Čiurlionis’s synthesizing temperament appears also in his ability to move between abstraction and representational painting. Some have suggested that he should be considered the first abstract painter and may have supplied inspiration for Kandisky’s early abstract works. Even if that controversial claim is false, a sequence of eight paintings like Winter moves from semi-representational images in the early scenes to almost entirely abstract ones by the end, relying heavily on light, shade, and color to convey an impression of a cold, dormant landscape. Even more striking is Silence, a small work on paper, largely unpainted, in which a trio of dandelions perches on a small sliver of ground with nothing else around but a few faint indications of color in a brown-gray sky.
Yet Čiurlionis’s career was not simply a move toward abstraction. Many of the last paintings are again representational. Two of my favorites, both painted in 1909, come at the very end of the exhibition. With another burst of color, Angels (Paradise) and Angel (Angel Prelude) provide a lovely pair of images to contemplate as one exits this remarkable show. In the former, a dozen brightly colored angels gather wildflowers amid butterflies in a blooming meadow, or ascend and descend a large staircase facing the seashore, with clouds floating overhead in a blue sky. One can imagine wading out of that sea, being greeted by the angels, picking a small bouquet, and climbing the stairs up to heaven. In the latter painting, a prominent feminine angel sits thoughtfully upon a mountaintop, while in the background more angels move along a series of bridges and stairways.
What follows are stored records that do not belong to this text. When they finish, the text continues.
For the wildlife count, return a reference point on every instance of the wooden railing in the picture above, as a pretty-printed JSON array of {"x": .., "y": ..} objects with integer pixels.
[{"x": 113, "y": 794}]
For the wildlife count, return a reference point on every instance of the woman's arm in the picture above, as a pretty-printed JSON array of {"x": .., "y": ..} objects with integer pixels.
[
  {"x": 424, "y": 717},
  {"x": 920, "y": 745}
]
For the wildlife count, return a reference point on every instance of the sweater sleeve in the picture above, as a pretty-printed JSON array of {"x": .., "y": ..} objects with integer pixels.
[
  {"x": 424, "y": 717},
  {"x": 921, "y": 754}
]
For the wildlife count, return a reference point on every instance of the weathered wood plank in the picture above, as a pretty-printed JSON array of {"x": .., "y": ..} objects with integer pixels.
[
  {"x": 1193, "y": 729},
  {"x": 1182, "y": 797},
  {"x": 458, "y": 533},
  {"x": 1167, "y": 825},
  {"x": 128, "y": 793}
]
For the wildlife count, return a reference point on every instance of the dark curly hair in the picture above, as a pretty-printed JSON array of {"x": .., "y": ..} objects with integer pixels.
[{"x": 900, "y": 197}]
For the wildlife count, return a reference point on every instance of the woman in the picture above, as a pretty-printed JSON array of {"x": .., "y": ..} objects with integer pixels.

In both paintings, earth and heaven seem closely joined, with a lively intercourse going on between them.
I find it astounding that Čiurlionis produced this richly diverse yet thematically unified body of work in so short a time span. One can only imagine what he might have gone on to do had more years been permitted him. But what a treasure to have the works we do, and what a gift for Dulwich Picture Gallery to have helped them gain an audience. M. K. Čiurlionis may have drunk deeply at the well of his native Lithuanian culture for inspiration, but his paintings speak a universal language.